In July 2012, the Federal Trade Commission (FTC) withdrew its July 2003 policy statement on monetary equitable remedies in competition cases ("the Statement").1 In deciding to change its policy, the FTC said that the Statement provided "an overly restrictive view of the Commission's options for equitable remedies" and that existing law provides the appropriate guidance. The FTC indicated that the Statement had restricted the number of times it sought monetary remedies in antitrust cases, having only pursued such relief twice in the nine years after the Statement was issued. While the change in FTC policy signals that the FTC will likely use disgorgement more often, we doubt that disgorgement will become an ordinary remedy. We do expect, however, that the FTC will look for opportunities to seek disgorgement, because FTC Chairman Jon Leibowitz has been considering ways to expand the scope and reach of the Federal Trade Commission Act, which prohibits unfair and deceptive methods of competition.

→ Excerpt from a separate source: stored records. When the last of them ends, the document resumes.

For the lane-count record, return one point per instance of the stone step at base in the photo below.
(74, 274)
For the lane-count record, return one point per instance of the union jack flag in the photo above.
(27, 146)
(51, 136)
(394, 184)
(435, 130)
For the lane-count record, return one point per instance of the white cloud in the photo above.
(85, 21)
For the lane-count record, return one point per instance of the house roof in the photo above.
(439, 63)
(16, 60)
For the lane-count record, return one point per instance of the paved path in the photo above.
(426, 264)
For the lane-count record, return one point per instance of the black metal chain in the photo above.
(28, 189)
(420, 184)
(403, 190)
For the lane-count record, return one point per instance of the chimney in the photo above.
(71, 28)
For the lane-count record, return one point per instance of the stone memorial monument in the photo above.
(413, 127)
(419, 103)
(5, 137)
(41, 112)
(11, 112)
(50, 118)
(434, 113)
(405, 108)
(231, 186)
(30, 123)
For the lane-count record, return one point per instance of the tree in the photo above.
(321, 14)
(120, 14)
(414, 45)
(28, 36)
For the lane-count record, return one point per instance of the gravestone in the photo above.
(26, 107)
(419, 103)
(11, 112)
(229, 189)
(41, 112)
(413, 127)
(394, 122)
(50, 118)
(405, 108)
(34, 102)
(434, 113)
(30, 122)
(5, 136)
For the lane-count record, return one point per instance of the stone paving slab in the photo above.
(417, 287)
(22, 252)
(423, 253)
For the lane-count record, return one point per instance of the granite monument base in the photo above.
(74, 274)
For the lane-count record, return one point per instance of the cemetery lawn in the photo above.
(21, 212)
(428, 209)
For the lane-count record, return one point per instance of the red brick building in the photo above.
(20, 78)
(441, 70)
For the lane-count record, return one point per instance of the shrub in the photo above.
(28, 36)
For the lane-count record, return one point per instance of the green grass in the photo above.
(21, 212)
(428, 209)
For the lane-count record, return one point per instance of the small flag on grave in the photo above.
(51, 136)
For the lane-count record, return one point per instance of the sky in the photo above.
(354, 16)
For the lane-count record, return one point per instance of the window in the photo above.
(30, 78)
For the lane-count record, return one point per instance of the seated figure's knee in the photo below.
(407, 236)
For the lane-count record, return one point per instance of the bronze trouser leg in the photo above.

The Statement discussed the factors the FTC would consider when seeking return or disgorgement of illegally obtained profits arising from antitrust violations. The goal of obtaining disgorgement, according to the Statement, is to "depriv[e] the violator of any of the benefits of illegal conduct," and restitution, which is intended to restore victims to the position in which they would have been had the violator not engaged in the illegal conduct. The Statement provided that in order for the FTC to seek monetary remedies, the violation must be clear; the calculation of the payment must have a reasonable basis; and the FTC must consider the value of seeking monetary relief in light of other remedies available. A particularly strong showing under one of these factors could have affected whether the FTC pursued monetary relief.

Notably, the FTC's revocation of the Statement comes shortly after the Department of Justice (DOJ), for the first time ever, pursued disgorgement for an alleged antitrust violation under the Sherman Act.2 Through settlement agreements with KeySpan Corporation and Morgan Stanley Capital Group, Inc., the DOJ was able to secure a total of nearly $17 million in disgorgement of profits for the two companies' alleged manipulation of the New York City electric generating capacity market.

Footnotes

1 Federal Trade Commission. "Policy Statement on Monetary Equitable Remedies in Competition Cases." July 25, 2003, available at: www.ftc.gov/os/2003/07/disgorgementfrn.htm; Federal Trade Commission. "Withdrawal of the Commission's Policy Statement on Monetary Equitable Remedies in Competition Cases." July 31, 2012, available at: www.ftc.gov/opa/2012/07/disgorgement.shtm.

2 United States v. KeySpan Corporation, 783 F. Supp. 2d 633 (S.D.N.Y. 2011).